CoLM: a consensus language model

Germany, its partners, and the European Union have cooperated to invest in AI research and further development of state-of-the-art AI, including Large Language Models for government use. Groups of investors, political scientists, linguists, cognitive scientists, and other scientists have developed CoLM, a model trained to aid committee work. Apart from being able to summarize expert knowledge (Specian, 2023), CoLM can propose consensus statements that all participants are likely to agree with in case the debate gets too heated or discussion has reached a dead end.
Apart from standard LLM training, the model was explicitly trained on political texts and background knowledge to increase latent knowledge in this area. On top of that, a reward model was used to fine-tune CoLM for generating agreeable texts based on a number of different opinions (Bakker et al., 2022). Committee members are asked to give feedback on CoLM’s performance, and they can also complain to a designated office in case its output is considered inappropriate, unhelpful or otherwise bothersome. Also, its answers are saved and evaluated at regular intervals so that the model can be modified further. The use of CoLM is considered safe as regulations for data protection were put into place, especially to prevent the passing on of sensitive data from (not yet) public committee work.

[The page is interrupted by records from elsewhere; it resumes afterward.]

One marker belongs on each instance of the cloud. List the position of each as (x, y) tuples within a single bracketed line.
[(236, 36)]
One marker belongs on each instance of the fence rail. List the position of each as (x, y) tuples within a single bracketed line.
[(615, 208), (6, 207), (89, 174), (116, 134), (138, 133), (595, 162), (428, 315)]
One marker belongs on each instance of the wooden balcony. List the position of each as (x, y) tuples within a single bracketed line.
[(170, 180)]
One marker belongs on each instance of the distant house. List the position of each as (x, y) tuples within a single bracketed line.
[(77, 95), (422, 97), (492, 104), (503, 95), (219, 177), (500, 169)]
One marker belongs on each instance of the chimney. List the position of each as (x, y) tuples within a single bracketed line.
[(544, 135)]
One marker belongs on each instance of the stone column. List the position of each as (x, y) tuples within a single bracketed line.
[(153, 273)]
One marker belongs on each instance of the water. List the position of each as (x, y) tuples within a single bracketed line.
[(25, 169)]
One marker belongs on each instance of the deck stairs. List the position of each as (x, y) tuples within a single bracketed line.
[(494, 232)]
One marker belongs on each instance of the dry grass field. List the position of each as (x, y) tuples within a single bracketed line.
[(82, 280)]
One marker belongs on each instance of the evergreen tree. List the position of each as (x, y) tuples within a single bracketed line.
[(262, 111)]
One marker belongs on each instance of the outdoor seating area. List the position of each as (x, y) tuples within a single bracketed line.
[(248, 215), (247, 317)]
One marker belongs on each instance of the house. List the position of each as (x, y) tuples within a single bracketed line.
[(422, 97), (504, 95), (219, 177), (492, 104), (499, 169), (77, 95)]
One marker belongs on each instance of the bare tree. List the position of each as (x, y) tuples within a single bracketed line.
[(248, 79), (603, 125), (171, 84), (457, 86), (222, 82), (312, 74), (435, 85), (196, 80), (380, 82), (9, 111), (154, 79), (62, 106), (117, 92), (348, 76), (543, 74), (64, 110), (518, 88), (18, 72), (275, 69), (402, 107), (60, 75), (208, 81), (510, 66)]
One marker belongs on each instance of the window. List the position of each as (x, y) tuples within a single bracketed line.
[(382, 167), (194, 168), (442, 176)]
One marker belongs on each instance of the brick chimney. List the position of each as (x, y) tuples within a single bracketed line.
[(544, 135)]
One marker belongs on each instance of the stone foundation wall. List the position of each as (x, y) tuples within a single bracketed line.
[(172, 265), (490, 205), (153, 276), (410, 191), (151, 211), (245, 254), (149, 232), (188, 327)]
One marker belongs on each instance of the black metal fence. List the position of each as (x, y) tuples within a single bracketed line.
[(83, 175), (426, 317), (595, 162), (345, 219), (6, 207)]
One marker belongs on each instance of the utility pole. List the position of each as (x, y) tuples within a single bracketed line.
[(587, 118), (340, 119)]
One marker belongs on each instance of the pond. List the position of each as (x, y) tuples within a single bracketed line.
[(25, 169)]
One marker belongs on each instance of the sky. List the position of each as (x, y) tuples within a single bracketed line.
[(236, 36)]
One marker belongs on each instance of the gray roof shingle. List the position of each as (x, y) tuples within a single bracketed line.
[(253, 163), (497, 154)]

As the war in Ukraine goes on, NATO states are discussing further supply with weapons for Ukraine. A committee is summoned to discuss whether Germany should give Ukraine a new kind of high-tech drones that are more difficult to detect and track down and therefore might be a game changer in the war.
Best case
The discussion is quite controversial and passionate. As before, CoLM shows its strength in giving fair and neutral advice when asked as its fine-tuning and re-evaluation program have led to a decrease in toxic and biased answers. When the discussion becomes too heated and members become sidetracked, CoLM represents the state of the situation in a way that is perceived as calm. The issue can be resolved relatively quickly and with little division in the committee, despite the diverse views of participants. Germany will supply Ukraine with drones and with the support of other NATO and EU member states.
Worst case
The committee picks up its work as usual, asking CoLM for advice when needed. While the meetings go on as foreseen and an agreement can be reached, there was an undetected security breach. CoLM’s conversation data were stored on a server that was relatively easy to hack into. An employee of the office responsible for supervising the model fell victim to a phishing mail from the Russian government that was well-written because another LLM had been used to generate it. Now, the Russian government is aware of weapons supply to Ukraine and has time to counteract the NATO measures.
What could be done better?
Committee meeting protocols could contain sensitive information so the model’s training data should be stored securely on a server in the country. Extra precautions should be taken to prevent data theft. This might be especially complex given that current LLM systems are always the property of private for-profit companies that might be prone to sympathizing with the (government) institution that offers the most money. Also, employees should be trained to be able to recognize attacks. This could be done by security trainings involving simulated attacks to find weak spots in the structure.
References
Bakker, M., Chadwick, M., Sheahan, H., Tessler, M., Campbell-Gillingham, L., Balaguer, J., … & Summerfield, C. (2022).
Fine-tuning language models to find agreement among humans with diverse preferences. Advances in Neural Information Processing Systems, 35, 38176-38189.
Specian, P. (2023).
Large Language Models for Democracy: Limits and Possibilities. Technology and Sustainable Development 2023, Østfold, Norway.